Ellis thought that, by acquiring the ten thousand shares, he would acquire a voice in the management of Republic. But Carter had entered no joint venture or other agreement with Ellis to this effect. He made no misrepresentations, nor did he conceal any information that he was under a duty to disclose to Ellis.
Among the documents asserted to be irrelevant were so-called 8-K forms filed for May, 1961, December, 1961, March, 1962, and April, 1962 and listing applications filed in June, 1961, and August, 1961 with the New York Stock Exchange. These all bear upon transactions for the issuance by Republic of its stock on a voluntary exchange for the common stock of Utility Appliance Corporation and the purchase by America Corporation of some of the stock of Republic and other corporate matters. These events referred to occurred from two to three years after the Yates-Carter transaction
He further gave the impression that if the exhibit were allowed in, he would like to have the case reopened
All the cases cited by Ellis in his brief on this point properly illustrate the applicable rule where the trial is being had to a jury. See, e. g., Cranston Print Works Co. v. Public Serv. Co., 4 Cir., 291 F.2d 638; Saporito v. Holland-America Lines, 3 Cir., 284 F.2d 761; Larkin v. May Dep't Stores, Co., 3 Cir., 250 F.2d 948
The Rule was amended by the insertion of the following sentence:
"In an action tried by the court without a jury the court as trier of the facts may then determine them and render judgment against the plaintiff or may decline to render any judgment until the close of all the evidence."
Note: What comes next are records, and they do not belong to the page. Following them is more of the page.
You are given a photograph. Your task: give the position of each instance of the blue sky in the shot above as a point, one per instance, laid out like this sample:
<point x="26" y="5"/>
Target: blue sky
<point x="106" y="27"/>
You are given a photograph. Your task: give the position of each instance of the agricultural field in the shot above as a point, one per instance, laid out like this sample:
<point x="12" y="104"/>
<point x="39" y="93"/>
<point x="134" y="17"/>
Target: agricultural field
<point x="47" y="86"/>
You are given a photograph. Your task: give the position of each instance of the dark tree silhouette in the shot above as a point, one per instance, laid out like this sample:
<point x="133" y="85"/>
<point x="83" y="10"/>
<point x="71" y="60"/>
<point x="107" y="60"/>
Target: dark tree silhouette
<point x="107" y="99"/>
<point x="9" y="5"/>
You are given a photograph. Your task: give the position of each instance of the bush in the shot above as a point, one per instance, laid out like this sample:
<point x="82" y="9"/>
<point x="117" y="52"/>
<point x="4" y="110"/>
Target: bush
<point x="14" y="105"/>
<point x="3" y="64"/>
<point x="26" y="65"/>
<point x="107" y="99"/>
Gary Theatre Co. v. Columbia Pictures Corp., 7 Cir., 120 F.2d 891; Bach v. Friden Calculating Mach. Co., 6 Cir., 148 F.2d 407. The Third and Fourth Circuits had held that the function of the judge was the same in jury and non-jury cases where this motion was involved, and consequently had adopted a position consistent with the one Ellis would have us adopt here. Whitley v. Powell, 4 Cir., 159 F.2d 625; Schad v. Twentieth Century-Fox Film Corp., 3 Cir., 136 F.2d 991
After the trial herein, and on January 21, 1963, Rule 41(b) was further amended, the amended form of the rule preserving the principle referred to above, but providing that the motion for dismissal at the close of the plaintiff's evidence, under this rule, shall apply only to non-injury cases, including cases tried with an advisory jury, leaving as the correct motion in jury-tried cases, a motion under Rule 50(a) for a directed verdict. See, Notes of Advisory Committee, Rule 41(b), 28 U.S.C.A., 1963 cumulative annual pocket part, page 48
Objection is made to findings of fact numbered 2, 3, 4, 5, 6, 8, 9, 10, 11, 14, 19, 20, 21, 22, 23, 25, 26 and the below-quoted part of Finding No. 7:
"Carter did not have or exercise any control over the purchase by Ellis of the shares of the common stock of Republic above referred to, nor did Carter have any beneficial interest in any of said stock, or the aforesaid transactions."